Quive Oficial As inscrições terminam a 15 de Maio de 2016 para a primeira edição do concurso literário: “Fim do Caminho”. Este ano é o primeiro e serão premiados contos inéditos que versam sobre criminalidade que também serão publicados em uma Antologia.

O escritor e jornalista cultural Eduardo Quive, defende a pertinência deste concurso, por três razões. A primeira é o facto de Moçambique ser ainda um país com dificuldades de publicação de novos autores, a segunda por estar a incentivar a escrita e consequentemente a leitura e a terceira, a própria temática que sugere.

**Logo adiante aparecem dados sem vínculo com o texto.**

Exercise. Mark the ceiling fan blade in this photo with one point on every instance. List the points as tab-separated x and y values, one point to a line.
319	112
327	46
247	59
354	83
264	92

“O país jamais esteve num momento alto de criminalidade como está hoje. Aqui está a utilidade da literatura, a de despertar consciências para uma convivência social harmoniosa. A partir destes contos, pode se levantar uma série de reflexões sociais sobre a criminalidade em Moçambique” – disse Eduardo Quive.

O concurso literário fim do caminho homenageia este ano, Ening Mankel e a temática esta voltada ao tipo de textos produzido por este escritor e dramaturgo sueco que viveu e trabalhou em Moçambique.

Eduardo Quive é autor do livro: “Lágrimas da Vida – Sorriso da Morte” e tem na manga dois livros, um de entrevistas e um de poesia. Aliás, o escritor já divulgou o título do seu livro de poesia: “Descendo a Cidade” que pelos trechos que tem deixado ficar pelas redes sociais, nota-se que é a sua visão sobre a humanidade que está a ser escancarada.

O nosso entrevistado actua no jornalismo moçambicano como editor de cultura, tendo uma passagem pelos jornais, Escorpião, A Verdade, Debate e Dossier e Factos, para além de ter dirigido a redacção da TOP TV.

Ele é um dos convidados para o Fórum Literário do Fim do Caminho a realizar-se entre os dias 26 e 28 de Agosto nas cidades de Nampula e Ilha de Moçambique. (X).